School district supports consolidation plan
The Lumberton School Board, which is under legislative order to abolish its district by July 2019, will begin considering a proposal today that will keep the current Lumberton schools as they are and place them under the direction of the Lamar County School District.
The Lamar County School Board unanimously endorsed the voluntary consolidation plan during a special meeting last Friday, calling for the changes to occur in the 2018-19 school year.
Under Senate Bill 2500 of the 2016 Legislature, which became law on July 1, 2016, the Lumberton School District would not exist after July 1, 2019, and would be divided between the Lamar County Board of Education and the Poplarville School District according to the county line.
A plan for consolidation must be submitted to the Legislature by Dec. 1, 2017.
Dr. Linda Smith, superintendent of the Lumberton School District, said she would present the proposal to the board for consideration Thursday.
“I have not yet presented it to the (Lumberton School District) Board of Trustees,” she said Monday. “So there’s really not much that I can say until after I present it to the Board because it is written to the board. We’ll present it and talk to them about it at our next meeting Thursday.”
However, Smith said the proposal appears to be in line with what Lumberton officials wanted.
“If you’ve listened to me for the past year or so, my focus has been on taking care of the students, families, community and our staff,” she said. “This proposal seems to meet most of those goals.”
Lamar County Superintendent Tess Smith said she knows that school consolidation can cause a burden on the current Lumberton students.
“Somebody asked me about it at church (Sunday),” she said. “I think about the freshman or sophomore that is sitting down there and they don’t know what’s going to be on their diploma in a few years. Is it going to say that they graduated from Lumberton?
“These kids have gone to school together for years. I know lines have to be drawn somewhere. These kids live across the street from each other now and with the legislation they would not go to school together anymore.”
Tess Smith said she supports the proposal.
“To me, this is the best thing that we can come up with, so I hope it works out,” she said. “If we could bring this school in its entirety into our family, it would be so much better on everybody.”
In addition to keeping the existing Lumberton schools intact, the proposal calls for:
• The Lamar County Board of Supervisors/Circuit Clerk will determine representation on the Lamar County School Board of Trustees after consolidation.
• Tax assessment/debt/assets shall be allocated equitably among all property.
• The Lamar County School District shall have the full ability to structure curriculum and programs to match the existing county structure.

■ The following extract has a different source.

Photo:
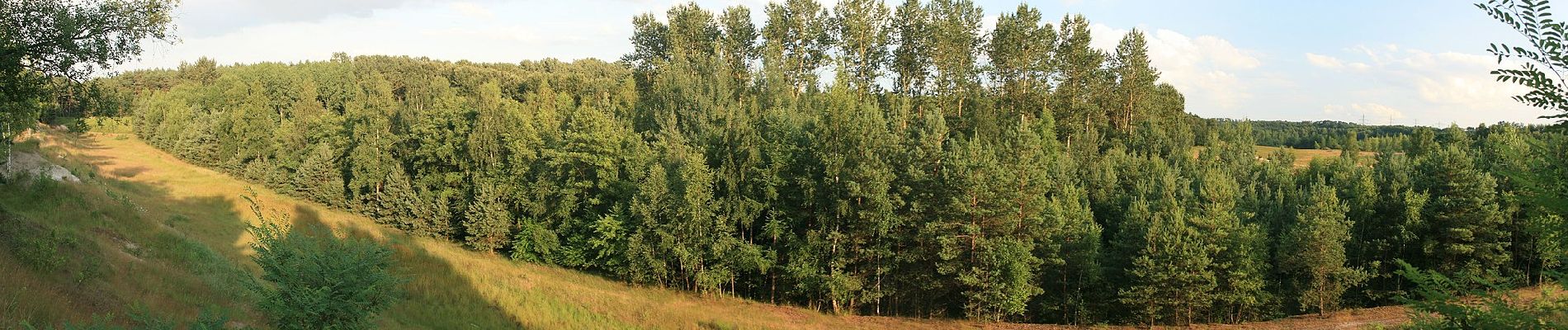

• The Lamar County School District shall have the full authority to staff the consolidated district according to LCSD existing standards.
• Certain support departments will be restructured to match the organizational chart currently in use by LCSD, such as transportation, food service and custodial.
• Existing certified and noncertified staff will not be retained upon consolidation, but will be asked to reapply for positions within the approved organizational chart.
• The existing LCSD Strategic Plan, Mission Statement and student handbook principles will apply immediately but will have the ability for revision when the new board is seated.
• Lamar County School District will try to operate a separate attendance zone in Lumberton as long as the Board of Trustees and administration believe that structure can be maintained regarding appropriate enrollment and diversity considerations.
S.B. 2500 also established an 11-member Commission on the Administrative Consolidation of the Lumberton Public School District to oversee the abolition and reorganization of the Lumberton schools. Tess Smith said the proposal is not part of the commission’s work.
“It will affect the commission,” she said. “If Lumberton agrees and we start negotiating, then I would assume the commission would no longer be needed. They still have a deadline for the report by December, so I guess if we couldn’t work something through this by December, (the commission) would be the fallback.”
However, the Lamar County superintendent said the ultimate goal is to keep an actual school in Lumberton.
“The idea is maintaining a school identity in Lumberton,” she said. “We have talked about this multiple times. It’s difficult when you start blending different populations and all. Enrollment is going to be the key because when enrollment drops at a high school, it is going to be much different to maintain. You have to have someone who teaches multiple maths, multiple sciences, all of that. It’s also more expensive to maintain a high school.”
Tess Smith said the idea of saving money by consolidating schools is another question that she cannot answer.
“This consolidation from the beginning has been touted as a cost-saving effort, but I really don’t see that we are going to save a lot of money,” she said. “I truly don’t. I have asked to see the studies from the other consolidation efforts and I have not seen one. I don’t know how much money this is going to save anyhow.”
She said she also realizes that consolidation is scary.
“This is new ground for all of us,” she said. “If the adults are concerned or worried, that’s going to feed down to the student population; they are our priority. That’s why I think this offer is best and if we could start on a positive footing with this and focus on them from this point forward.”
Falling under the legislative order to consolidate the schools has not been something that was sought by local officials, Tess Smith said.
“No one asked for this, but we are having to deal with it,” she said. “We will probably make some missteps; we’re human. We do want to do what is best for Lumberton. That’s what we’re trying to do.”